Typical positive and negative immunohistochemical staining of biopsy specimens for ADP are shown in Fig. 2. To evaluate the optimal cut-off value of ADP expression in the biopsy specimens, the relationship between ADP-expression values and RFS in patients who were not administered NAC or adjuvant chemotherapy was analyzed. Cut-off values of 5, 10, 20 and 30% were significantly associated with RFS (P=0.006, 0.006, 0.006 and 0.026, respectively), whereas a cut-off value of 1% was not significantly associated with RFS (P=0.132; Fig. 3). Based on these findings and because the cut-off value for operative specimens in our previous study was set at 30% (11), a cut-off value of 30% was used for subsequent analyses.
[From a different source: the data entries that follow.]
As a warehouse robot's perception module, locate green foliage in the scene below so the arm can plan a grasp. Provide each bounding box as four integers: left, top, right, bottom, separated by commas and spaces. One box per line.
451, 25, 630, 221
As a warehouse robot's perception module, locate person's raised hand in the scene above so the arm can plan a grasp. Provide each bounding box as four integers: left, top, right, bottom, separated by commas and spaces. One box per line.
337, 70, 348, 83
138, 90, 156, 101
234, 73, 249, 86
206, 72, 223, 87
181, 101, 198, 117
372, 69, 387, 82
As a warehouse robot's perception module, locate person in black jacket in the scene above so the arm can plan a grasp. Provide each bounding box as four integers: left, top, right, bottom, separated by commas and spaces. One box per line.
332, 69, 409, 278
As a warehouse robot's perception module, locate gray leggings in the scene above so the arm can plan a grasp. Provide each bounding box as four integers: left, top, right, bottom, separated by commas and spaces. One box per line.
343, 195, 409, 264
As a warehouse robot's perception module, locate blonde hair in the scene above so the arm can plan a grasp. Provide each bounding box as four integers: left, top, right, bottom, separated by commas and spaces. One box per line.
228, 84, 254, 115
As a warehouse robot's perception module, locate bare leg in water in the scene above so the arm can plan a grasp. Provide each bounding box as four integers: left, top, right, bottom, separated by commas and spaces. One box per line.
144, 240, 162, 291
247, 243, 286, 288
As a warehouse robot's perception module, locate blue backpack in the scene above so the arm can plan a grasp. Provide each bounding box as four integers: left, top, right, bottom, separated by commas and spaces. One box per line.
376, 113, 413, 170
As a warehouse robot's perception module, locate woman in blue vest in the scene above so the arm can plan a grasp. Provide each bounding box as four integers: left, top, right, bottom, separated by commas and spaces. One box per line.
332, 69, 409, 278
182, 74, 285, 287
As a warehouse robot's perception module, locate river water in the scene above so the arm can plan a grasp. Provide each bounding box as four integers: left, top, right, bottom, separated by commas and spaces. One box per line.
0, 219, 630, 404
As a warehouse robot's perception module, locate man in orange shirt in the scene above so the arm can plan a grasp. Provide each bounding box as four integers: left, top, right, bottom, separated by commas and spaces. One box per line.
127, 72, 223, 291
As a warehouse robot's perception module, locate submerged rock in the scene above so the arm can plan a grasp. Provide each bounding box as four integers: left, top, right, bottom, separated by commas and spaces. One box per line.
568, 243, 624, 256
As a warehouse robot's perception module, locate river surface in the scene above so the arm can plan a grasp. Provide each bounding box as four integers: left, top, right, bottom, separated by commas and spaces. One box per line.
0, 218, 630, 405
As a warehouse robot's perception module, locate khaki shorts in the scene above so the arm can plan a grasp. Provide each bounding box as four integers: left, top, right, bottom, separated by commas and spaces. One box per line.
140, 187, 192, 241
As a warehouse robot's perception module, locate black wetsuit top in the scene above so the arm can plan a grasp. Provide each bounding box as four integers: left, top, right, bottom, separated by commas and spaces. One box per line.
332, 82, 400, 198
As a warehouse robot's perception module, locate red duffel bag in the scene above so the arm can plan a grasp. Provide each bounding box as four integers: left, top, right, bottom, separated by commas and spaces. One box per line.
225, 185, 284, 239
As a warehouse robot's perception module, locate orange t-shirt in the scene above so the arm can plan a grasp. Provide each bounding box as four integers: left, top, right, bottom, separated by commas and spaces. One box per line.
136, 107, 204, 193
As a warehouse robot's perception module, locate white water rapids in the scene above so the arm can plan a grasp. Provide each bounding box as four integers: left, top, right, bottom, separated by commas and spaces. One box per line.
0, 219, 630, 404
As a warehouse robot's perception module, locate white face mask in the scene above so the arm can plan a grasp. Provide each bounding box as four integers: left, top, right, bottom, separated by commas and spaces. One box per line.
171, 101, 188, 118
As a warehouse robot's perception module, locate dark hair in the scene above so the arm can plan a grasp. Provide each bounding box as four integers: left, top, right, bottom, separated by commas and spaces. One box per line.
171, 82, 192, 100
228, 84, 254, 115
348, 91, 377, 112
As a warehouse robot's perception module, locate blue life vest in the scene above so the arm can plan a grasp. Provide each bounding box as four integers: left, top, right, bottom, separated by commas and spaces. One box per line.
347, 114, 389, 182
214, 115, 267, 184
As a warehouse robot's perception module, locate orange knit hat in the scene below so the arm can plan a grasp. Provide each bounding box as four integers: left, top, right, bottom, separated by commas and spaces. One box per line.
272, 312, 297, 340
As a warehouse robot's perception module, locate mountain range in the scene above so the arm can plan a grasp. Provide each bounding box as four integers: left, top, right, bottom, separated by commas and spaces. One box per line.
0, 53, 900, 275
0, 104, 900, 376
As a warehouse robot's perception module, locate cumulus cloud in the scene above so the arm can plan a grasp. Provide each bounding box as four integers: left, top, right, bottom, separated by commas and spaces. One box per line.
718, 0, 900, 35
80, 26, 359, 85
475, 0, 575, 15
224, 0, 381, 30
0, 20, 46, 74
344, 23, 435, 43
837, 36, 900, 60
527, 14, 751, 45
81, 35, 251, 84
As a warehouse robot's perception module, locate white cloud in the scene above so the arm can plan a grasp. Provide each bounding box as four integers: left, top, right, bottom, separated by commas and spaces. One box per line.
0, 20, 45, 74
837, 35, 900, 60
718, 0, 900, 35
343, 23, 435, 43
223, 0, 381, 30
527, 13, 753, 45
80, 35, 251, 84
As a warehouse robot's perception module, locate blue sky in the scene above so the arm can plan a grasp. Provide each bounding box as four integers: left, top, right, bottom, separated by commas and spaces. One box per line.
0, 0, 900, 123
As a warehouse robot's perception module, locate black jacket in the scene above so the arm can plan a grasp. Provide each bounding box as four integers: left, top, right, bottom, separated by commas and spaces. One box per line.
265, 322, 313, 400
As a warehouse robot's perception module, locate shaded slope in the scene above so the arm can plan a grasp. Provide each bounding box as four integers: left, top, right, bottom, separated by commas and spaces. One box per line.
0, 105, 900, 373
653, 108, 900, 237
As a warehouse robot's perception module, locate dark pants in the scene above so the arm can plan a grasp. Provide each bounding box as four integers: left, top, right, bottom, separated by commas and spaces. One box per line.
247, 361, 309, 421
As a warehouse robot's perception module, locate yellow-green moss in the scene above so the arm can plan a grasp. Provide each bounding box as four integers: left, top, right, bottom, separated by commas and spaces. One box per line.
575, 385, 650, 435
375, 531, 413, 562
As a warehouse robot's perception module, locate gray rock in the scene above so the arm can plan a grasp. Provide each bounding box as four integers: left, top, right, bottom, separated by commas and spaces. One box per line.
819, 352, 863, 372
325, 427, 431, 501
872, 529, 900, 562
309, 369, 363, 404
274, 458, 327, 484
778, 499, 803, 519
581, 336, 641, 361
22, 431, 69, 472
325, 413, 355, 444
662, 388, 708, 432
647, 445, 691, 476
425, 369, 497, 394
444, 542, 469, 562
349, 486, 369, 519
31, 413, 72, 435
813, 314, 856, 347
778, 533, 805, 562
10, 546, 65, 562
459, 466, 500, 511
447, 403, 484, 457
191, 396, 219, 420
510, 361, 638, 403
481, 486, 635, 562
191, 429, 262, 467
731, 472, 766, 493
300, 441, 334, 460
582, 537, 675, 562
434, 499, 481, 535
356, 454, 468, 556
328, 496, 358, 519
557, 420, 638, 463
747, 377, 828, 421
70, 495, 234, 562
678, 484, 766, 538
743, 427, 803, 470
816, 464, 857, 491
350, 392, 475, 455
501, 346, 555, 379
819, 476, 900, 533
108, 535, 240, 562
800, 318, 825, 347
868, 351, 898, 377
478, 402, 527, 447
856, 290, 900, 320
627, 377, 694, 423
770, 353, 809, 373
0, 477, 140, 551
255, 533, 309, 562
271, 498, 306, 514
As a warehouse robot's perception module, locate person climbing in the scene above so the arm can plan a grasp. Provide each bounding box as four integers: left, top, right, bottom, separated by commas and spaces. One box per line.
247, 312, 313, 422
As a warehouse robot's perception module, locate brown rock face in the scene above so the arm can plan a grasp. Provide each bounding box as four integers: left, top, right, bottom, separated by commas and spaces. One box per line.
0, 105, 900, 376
Figure 2. Representative immunohistochemical staining of biopsy specimens for ADP. (A) Positive and (B) negative immunoreactivity for ADP in neoplastic cells (magnification, ×200). ADP, adipophilin.

Figure 3. Kaplan-Meier curves of the relapse-free survival of patients with triple-negative breast cancer without neoadjuvant or adjuvant chemotherapy. (A) ADP expression cut-off value of 1%. (B) ADP expression cut-off values of 5, 10 and 20%. These three cut-off values resulted in identical RFS curves. (C) ADP expression cut-off value of 30%. ADP, adipophilin.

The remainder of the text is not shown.